Solanum betaceum (syn. Cyphomandra betacea)




April, May, June, July, August, September, October


Tamarilloes were previously called Tree Tomatoes, until the Kiwis re-named them in 1967 to avoid confusion with tomatoes. ‘Tama’ implies leadership in Maori and rillo may have come from the Spanish word for yellow, amarillo. Tamarilloes are available in red, orange and yellow varieties.

Tamarillos are tangy and sweet, with the yellow fruit being the most sweet of all the varieties. In WA, they start in April and finish in October.

Look for full, uniform colour, and when the fruit is fully ripe, the stem starts to yellow slightly.

Tamarillos can be kept at room temperature for about a week and in the fridge for up to two weeks.

The easiest way to eat a tamarillo is to cut in half and scoop the flesh out with a spoon (similar to eating a kiwifruit). The skin has a sharp unpleasant taste and should be removed before cooking or serving.

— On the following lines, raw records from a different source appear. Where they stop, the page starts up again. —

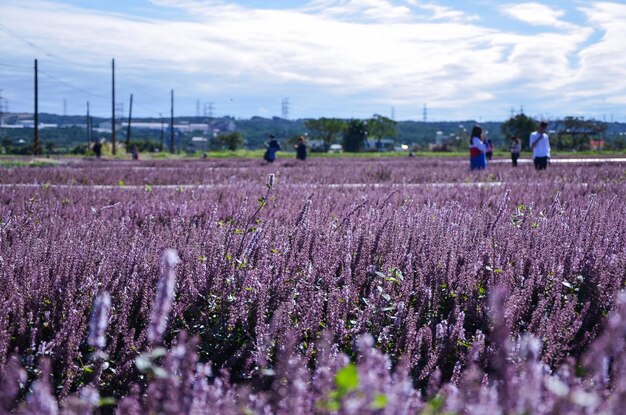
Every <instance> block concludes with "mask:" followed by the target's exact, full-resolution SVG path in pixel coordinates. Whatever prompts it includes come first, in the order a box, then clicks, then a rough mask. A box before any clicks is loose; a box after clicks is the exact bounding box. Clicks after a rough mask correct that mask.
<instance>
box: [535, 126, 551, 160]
mask: <svg viewBox="0 0 626 415" xmlns="http://www.w3.org/2000/svg"><path fill="white" fill-rule="evenodd" d="M546 128H548V123H547V122H545V121H541V123H539V128H537V131H535V132H534V133H532V134H531V135H530V148H532V150H533V161H534V162H535V169H537V170H545V169H546V168H547V167H548V160H550V139H549V137H548V134H546Z"/></svg>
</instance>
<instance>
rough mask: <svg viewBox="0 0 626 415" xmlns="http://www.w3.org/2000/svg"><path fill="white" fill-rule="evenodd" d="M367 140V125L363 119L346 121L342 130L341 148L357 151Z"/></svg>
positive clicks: (363, 145) (344, 149) (348, 151)
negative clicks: (342, 142) (364, 121)
mask: <svg viewBox="0 0 626 415" xmlns="http://www.w3.org/2000/svg"><path fill="white" fill-rule="evenodd" d="M365 140H367V125H366V124H365V122H364V121H362V120H358V119H353V120H350V121H348V125H347V126H346V129H345V130H344V131H343V149H344V150H345V151H348V152H354V153H356V152H359V151H361V150H362V149H363V146H364V144H365Z"/></svg>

The taste of tamarillos can add something special to almost any dish, they are a versatile fruit that can be used equally in savouries and desserts. Try adding thin slices to your next pizza and red and gold sliced tamarillo on a cheese board looks amazing.

Nutrient Value per 100 g
Energy, including dietary fibre 150 kJ
Moisture 86.2 g
Protein 2 g
Nitrogen 0.32 g
Fat 0.1 g
Ash 0.5 g
Dietary fibre 4.7 g
Fructose 0.9 g
Glucose 0.8 g
Sucrose 1.7 g
Total sugars 3.4 g
Starch 0 g
Available carbohydrate, without sugar alcohols 3.4 g
Available carbohydrate, with sugar alcohols 3.4 g
Organic Acids
Malic acid 0.2 g
Citric acid 1.8 g
Calcium (Ca) 8 mg
Iron (Fe) 0.7 mg
Magnesium (Mg) 16 mg
Potassium (K) 280 mg
Sodium (Na) 1 mg
Zinc (Zn) 0.2 mg
Thiamin (B1) 0.03 mg
Riboflavin (B2) 0.04 mg
Niacin (B3) 0.3 mg
Niacin Equivalents 0.63 mg
Alpha carotene 10 ug
Beta carotene 400 ug
Cryptoxanthin 1050 ug
Beta carotene equivalents 930 ug
Retinol equivalents 155 ug
Vitamin C 15 mg

Source: NUTTAB 2010(Food Standards Australia New Zealand) Wills, R.B.H., Lim, J.S.K. and Greenfield, H. (1986) Composition of Australian foods. 31. Tropical and sub-tropical fruit. Food Technology in Australia 38(3):118-123.